Tener todos los rostros que la situación amerita, camaleónicamente ser y estar para redimirse en otro espacio, con otras personas, que también fingen lo que muestran en la gala adecuada. Llevado al ámbito ideológico, se puede ser un revolucionario de guerrilla, contestatario, pero extender la mano al líder y al mejor postor para subsanar alguna necesidad, más bien moral, que del estómago. Y estar equivocado no es tan malo, siempre y cuando se esté en la sala correcta. Adivinar, prometer, gritar furiosos, pero a su vez equivocarse, no identificar los patrones, ser un desperdicio de aire tibio, a lo más. Lo vemos más que en nada en temas relacionados con la política, y temas sociales. En particular, con esas contradicciones que implican pasar de un tema a otro para hacer el paso elegante del malabarista que “justifica” eventos y hechos, que en otra faceta se contraponen. No es relevante tener una postura clara, sólo adaptarla para la estridencia. Ser de izquierda, lo que eso signifique, pero alabar el autoritarismo radical. O ser de “derecha”, lo que también signifique, y aspirar a las dádivas del gobierno. La furia que rebasa a la inteligencia, el discurso antes que el contenido, la amalgama de pensamiento en lugar de su decantación por reflexión. Tratar de imitar la inteligencia para llenar con datos apócrifos, citas mal hechas, rasuradas versiones de deslavadas ideas adaptadas por terceros; porque es demasiado tardado leer, es tan pesado, a los originales. El peor enemigo de la modernidad es la consistencia.
Desde falacias del ecologismo, desde cómodas posturas depredadoras, hasta la crítica a un modelo de capitalismo demoniaco maquiavélico, pero sin la pesada carga de corresponder a los dichos con los hechos. Hablar de la moral, pero sin tener ningún principio de consistencia, de congruencia, de autocrítica. No hace falta definir el caso exacto, es sencillo encontrar en cualquier momento a un sujeto de estas características. Sendos cristianos de palabra con familias disfuncionales, deportistas que basan su éxito en drogas, héroes de la comentocracia del internet que en ningún momento se responsabilizan de lo que dijeron la semana pasada, de los errores, de las apuestas mal hechas. Lo que importa, lo único que importa, es tratar de aparentar, sonar el pecho a golpes dialécticos (pero sin la contraposición de ideas) a modo de gorilas del triunfalismo leguleyo de las diatribas, de los adjetivos pobres de la nada. Intelectuales de videos de internet, maestros del disfraz y la auto paráfrasis. Nos sobran opiniones, nos faltan sabios. Y a fuerza de repetición martillar cada momento lo que no alcanza a pagar la inteligencia, desesperados por espantar el vacío de las ideas. Es el momento de la nada, de lo hueco, de lo extravagante.
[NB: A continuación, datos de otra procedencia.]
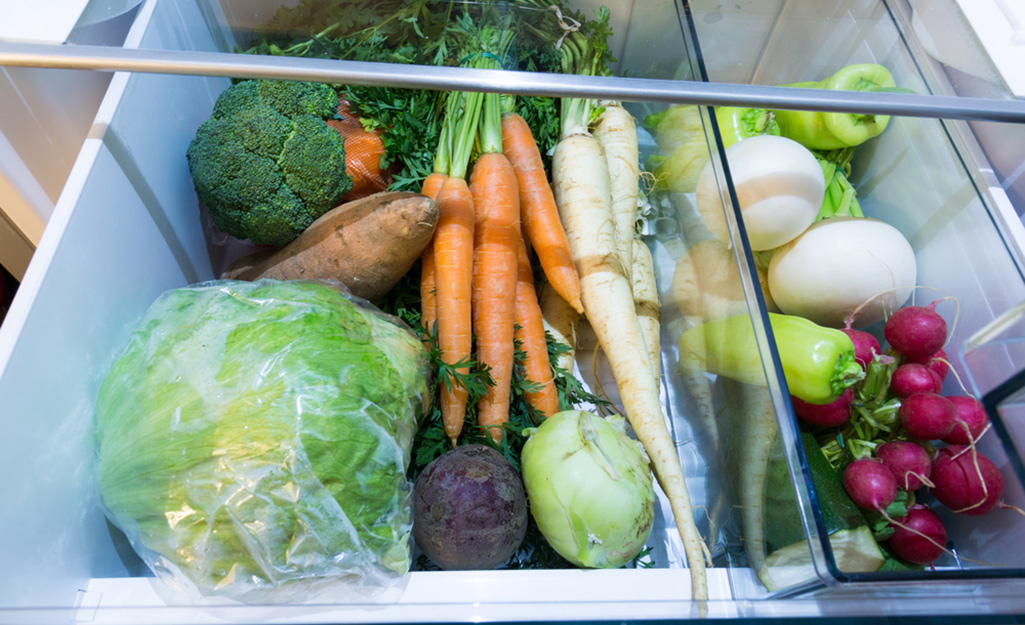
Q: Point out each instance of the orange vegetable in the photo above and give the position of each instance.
(453, 248)
(539, 214)
(428, 306)
(496, 202)
(530, 333)
(363, 154)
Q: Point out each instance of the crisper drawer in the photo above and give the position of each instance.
(128, 227)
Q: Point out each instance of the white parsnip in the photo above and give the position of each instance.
(583, 198)
(617, 133)
(647, 304)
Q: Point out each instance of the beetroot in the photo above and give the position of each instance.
(826, 415)
(962, 487)
(869, 484)
(928, 416)
(865, 345)
(469, 509)
(915, 332)
(908, 461)
(937, 363)
(970, 413)
(909, 379)
(919, 537)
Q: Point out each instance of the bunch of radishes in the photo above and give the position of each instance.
(905, 454)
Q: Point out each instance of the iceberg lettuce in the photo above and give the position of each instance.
(254, 436)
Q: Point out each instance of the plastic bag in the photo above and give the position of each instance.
(253, 440)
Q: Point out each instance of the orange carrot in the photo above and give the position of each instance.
(537, 204)
(530, 333)
(496, 202)
(428, 305)
(453, 268)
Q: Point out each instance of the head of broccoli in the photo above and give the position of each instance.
(267, 164)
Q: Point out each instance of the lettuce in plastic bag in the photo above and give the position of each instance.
(253, 440)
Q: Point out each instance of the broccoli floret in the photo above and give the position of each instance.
(267, 164)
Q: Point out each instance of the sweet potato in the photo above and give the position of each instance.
(367, 244)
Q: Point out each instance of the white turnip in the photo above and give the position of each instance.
(919, 537)
(966, 482)
(908, 461)
(928, 416)
(915, 332)
(779, 186)
(839, 265)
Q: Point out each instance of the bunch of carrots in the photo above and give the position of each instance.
(477, 279)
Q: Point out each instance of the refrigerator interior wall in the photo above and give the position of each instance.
(918, 176)
(129, 196)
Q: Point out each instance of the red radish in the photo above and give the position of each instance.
(971, 414)
(869, 484)
(865, 345)
(937, 363)
(928, 416)
(966, 482)
(827, 415)
(909, 379)
(919, 537)
(915, 332)
(908, 461)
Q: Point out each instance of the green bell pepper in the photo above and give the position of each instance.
(736, 123)
(819, 130)
(818, 362)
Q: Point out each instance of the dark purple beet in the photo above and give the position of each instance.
(469, 509)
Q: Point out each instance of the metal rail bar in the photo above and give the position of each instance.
(517, 83)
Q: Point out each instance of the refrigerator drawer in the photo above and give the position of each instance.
(127, 227)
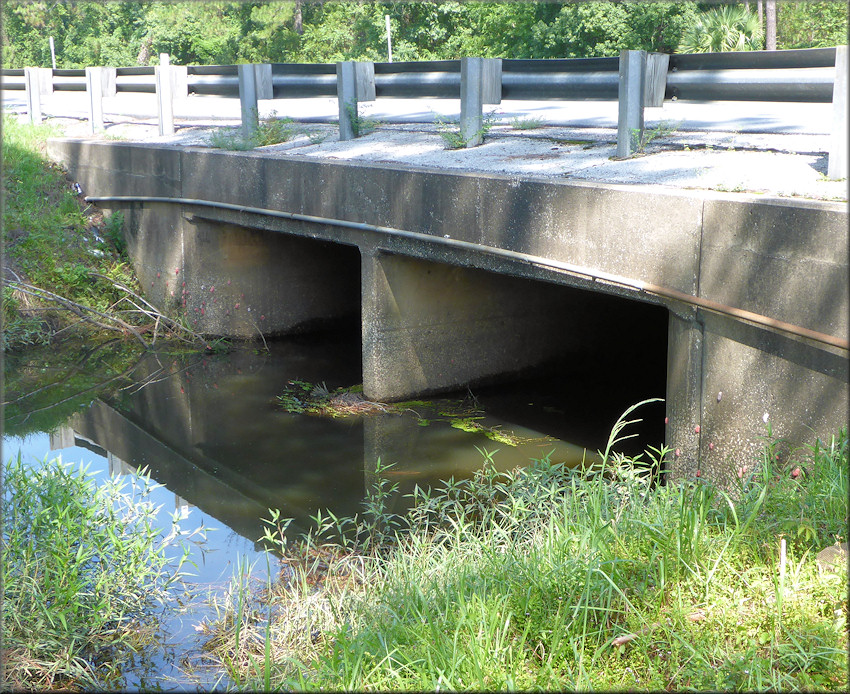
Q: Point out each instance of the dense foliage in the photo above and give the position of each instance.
(84, 573)
(131, 33)
(546, 578)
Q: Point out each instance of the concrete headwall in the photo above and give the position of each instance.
(424, 304)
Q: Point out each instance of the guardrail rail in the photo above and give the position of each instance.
(636, 79)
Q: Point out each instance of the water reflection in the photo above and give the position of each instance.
(210, 429)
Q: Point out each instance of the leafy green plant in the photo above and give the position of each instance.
(526, 123)
(544, 577)
(84, 570)
(449, 130)
(360, 123)
(640, 140)
(270, 131)
(726, 28)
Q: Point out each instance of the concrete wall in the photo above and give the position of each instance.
(786, 259)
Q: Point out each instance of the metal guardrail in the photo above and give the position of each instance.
(636, 79)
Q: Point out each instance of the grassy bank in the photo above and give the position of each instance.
(545, 578)
(84, 573)
(66, 272)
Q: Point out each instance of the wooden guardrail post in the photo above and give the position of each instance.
(255, 83)
(33, 92)
(837, 163)
(164, 95)
(98, 85)
(631, 100)
(355, 82)
(480, 83)
(655, 79)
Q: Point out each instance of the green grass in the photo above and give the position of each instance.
(84, 574)
(53, 240)
(547, 578)
(526, 123)
(270, 131)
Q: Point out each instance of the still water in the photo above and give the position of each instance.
(211, 430)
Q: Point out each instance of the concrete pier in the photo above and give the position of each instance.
(436, 316)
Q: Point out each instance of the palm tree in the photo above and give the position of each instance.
(728, 28)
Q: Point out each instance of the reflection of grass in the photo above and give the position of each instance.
(553, 578)
(84, 577)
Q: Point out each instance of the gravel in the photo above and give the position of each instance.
(786, 165)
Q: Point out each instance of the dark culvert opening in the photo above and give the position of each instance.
(579, 395)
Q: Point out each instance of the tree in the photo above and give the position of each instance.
(727, 28)
(770, 25)
(811, 24)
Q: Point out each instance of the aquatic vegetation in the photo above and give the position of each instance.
(84, 574)
(302, 397)
(546, 577)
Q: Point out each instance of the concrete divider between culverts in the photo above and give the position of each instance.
(725, 377)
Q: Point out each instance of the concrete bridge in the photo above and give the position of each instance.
(459, 278)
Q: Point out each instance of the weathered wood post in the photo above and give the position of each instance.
(33, 94)
(164, 95)
(100, 82)
(837, 166)
(480, 83)
(631, 98)
(255, 83)
(355, 82)
(643, 81)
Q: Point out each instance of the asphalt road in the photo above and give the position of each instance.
(725, 116)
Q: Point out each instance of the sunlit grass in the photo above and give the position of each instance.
(547, 578)
(52, 240)
(84, 573)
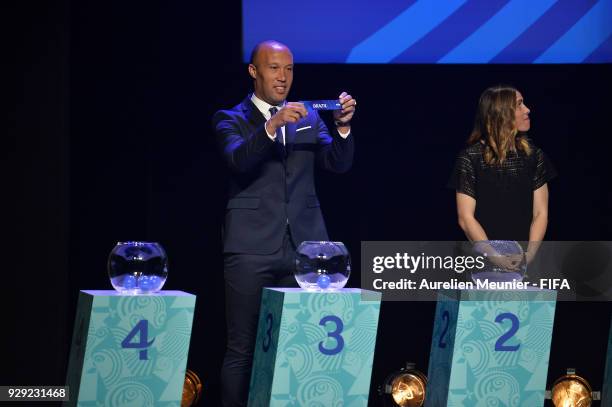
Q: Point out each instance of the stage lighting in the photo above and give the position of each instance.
(405, 387)
(192, 388)
(571, 390)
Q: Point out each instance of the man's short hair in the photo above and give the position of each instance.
(257, 47)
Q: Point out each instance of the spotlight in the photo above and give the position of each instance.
(192, 389)
(404, 388)
(571, 390)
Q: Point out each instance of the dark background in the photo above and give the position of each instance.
(108, 138)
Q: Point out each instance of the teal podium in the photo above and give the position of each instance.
(314, 348)
(490, 348)
(130, 350)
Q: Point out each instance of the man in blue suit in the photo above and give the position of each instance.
(271, 147)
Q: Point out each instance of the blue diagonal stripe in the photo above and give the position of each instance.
(403, 31)
(484, 44)
(583, 38)
(545, 32)
(446, 36)
(602, 54)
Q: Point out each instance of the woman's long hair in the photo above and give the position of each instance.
(495, 125)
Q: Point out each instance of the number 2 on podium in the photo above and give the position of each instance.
(500, 344)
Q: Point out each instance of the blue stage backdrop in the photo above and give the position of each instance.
(433, 31)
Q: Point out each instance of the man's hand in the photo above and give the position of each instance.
(509, 262)
(344, 116)
(290, 113)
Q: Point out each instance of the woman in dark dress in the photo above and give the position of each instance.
(501, 178)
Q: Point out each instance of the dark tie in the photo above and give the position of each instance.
(279, 132)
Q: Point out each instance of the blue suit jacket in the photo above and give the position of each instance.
(270, 187)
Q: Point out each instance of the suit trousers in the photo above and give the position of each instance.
(245, 276)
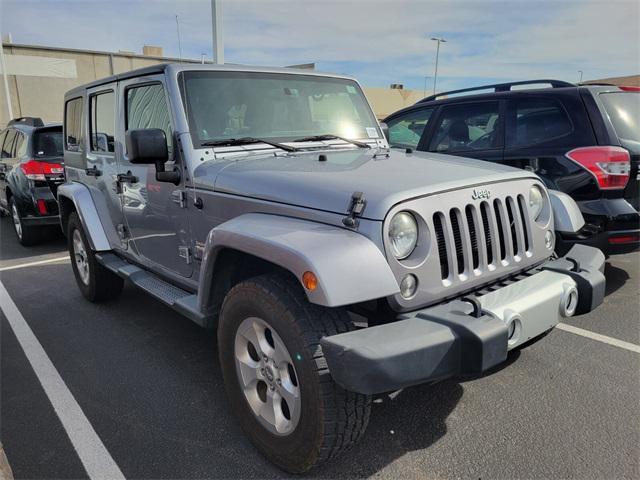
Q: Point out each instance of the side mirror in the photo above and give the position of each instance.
(148, 146)
(385, 130)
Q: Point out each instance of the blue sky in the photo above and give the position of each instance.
(379, 42)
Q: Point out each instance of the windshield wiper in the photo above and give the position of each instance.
(229, 142)
(328, 136)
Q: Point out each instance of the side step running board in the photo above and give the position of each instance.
(180, 300)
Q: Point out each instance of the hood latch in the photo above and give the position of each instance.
(358, 202)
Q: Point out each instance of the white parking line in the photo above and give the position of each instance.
(94, 456)
(32, 264)
(600, 338)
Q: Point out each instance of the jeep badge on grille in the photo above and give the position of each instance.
(479, 193)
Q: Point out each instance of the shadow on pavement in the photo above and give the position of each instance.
(53, 242)
(616, 278)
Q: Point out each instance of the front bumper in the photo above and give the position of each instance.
(466, 336)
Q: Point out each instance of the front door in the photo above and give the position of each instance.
(156, 222)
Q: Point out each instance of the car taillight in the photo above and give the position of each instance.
(610, 165)
(36, 170)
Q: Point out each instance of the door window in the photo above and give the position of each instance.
(147, 108)
(467, 127)
(103, 122)
(7, 146)
(21, 146)
(406, 130)
(538, 121)
(73, 125)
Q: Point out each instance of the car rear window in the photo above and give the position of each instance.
(48, 143)
(624, 111)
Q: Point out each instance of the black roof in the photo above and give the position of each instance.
(159, 68)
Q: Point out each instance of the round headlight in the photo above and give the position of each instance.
(403, 234)
(536, 201)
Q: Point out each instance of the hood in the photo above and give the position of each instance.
(301, 179)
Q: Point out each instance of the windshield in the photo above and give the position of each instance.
(624, 110)
(48, 143)
(275, 106)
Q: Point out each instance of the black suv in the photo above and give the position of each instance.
(31, 168)
(583, 140)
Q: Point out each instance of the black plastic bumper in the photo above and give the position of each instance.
(444, 341)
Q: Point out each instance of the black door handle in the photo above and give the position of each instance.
(93, 172)
(127, 177)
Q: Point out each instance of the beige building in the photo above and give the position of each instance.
(39, 76)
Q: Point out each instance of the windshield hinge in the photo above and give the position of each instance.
(358, 202)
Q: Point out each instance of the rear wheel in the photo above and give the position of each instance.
(95, 282)
(277, 378)
(27, 235)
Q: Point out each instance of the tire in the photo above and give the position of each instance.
(96, 283)
(27, 235)
(330, 419)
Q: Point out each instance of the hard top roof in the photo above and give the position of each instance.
(174, 68)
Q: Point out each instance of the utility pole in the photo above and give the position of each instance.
(179, 40)
(435, 75)
(5, 79)
(217, 32)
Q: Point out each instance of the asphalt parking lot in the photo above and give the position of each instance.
(148, 382)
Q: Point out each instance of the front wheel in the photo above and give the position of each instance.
(95, 282)
(277, 378)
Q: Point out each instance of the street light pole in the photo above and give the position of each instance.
(216, 27)
(435, 75)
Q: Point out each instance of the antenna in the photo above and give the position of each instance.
(179, 40)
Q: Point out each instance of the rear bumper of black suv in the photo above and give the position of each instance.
(612, 225)
(466, 336)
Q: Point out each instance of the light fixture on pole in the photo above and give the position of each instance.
(435, 75)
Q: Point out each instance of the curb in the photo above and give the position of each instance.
(5, 469)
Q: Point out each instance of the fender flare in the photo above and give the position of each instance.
(84, 204)
(350, 268)
(567, 217)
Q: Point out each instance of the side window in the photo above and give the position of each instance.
(73, 125)
(537, 121)
(20, 146)
(147, 108)
(102, 123)
(467, 127)
(7, 146)
(405, 131)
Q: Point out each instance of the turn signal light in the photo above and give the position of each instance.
(310, 281)
(610, 165)
(36, 170)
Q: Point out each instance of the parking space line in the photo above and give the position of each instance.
(32, 264)
(93, 454)
(600, 338)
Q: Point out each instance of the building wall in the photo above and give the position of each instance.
(41, 95)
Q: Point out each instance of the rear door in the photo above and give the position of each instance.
(468, 129)
(154, 211)
(7, 160)
(623, 109)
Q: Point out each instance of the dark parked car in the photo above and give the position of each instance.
(31, 168)
(583, 140)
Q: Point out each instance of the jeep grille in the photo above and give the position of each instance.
(473, 237)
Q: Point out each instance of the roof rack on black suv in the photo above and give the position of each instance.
(28, 121)
(499, 87)
(580, 139)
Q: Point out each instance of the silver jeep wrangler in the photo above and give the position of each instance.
(266, 203)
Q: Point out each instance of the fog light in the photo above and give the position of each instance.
(569, 301)
(512, 330)
(408, 286)
(549, 240)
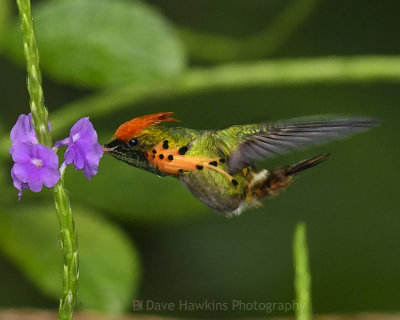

Por fortuna, esa pobreza no mancha al paso de la humanidad, por frágil, por diminuta. Las pequeñas jaulas de cristal para contener la voz como peceras llenas de sarro, y por tanto, olvidables. Andamos sobre espesos nubarrones de polvo, entre veredas de paja retorcida, que nunca manchan las botas. La era de la incongruencia es también la de la incompetencia, la de quedarse detrás, la de ser tan inconsistente como la audiencia lo permita. Por eso no llega nunca lejos, no trasciende, no se adhiere de los muros ni llega a otros oídos, amargo en su soledad, desfasado, empequeñecido, limitado a la apariencia y la circunstancia, pero sin resultados, sin pequeños éxitos. Y nos quedamos como Bauman, viendo con cierto desprecio el paso de las eras, señalando con gracia a las personas cuando se puede decir: “recuerdas que dijiste X”, mientras el ridículo interlocutor trata de escapar de su propia vanidad expuesta en la mesa como un infante que se ha hecho del baño sobre sí mismo, con ese mismo resultado.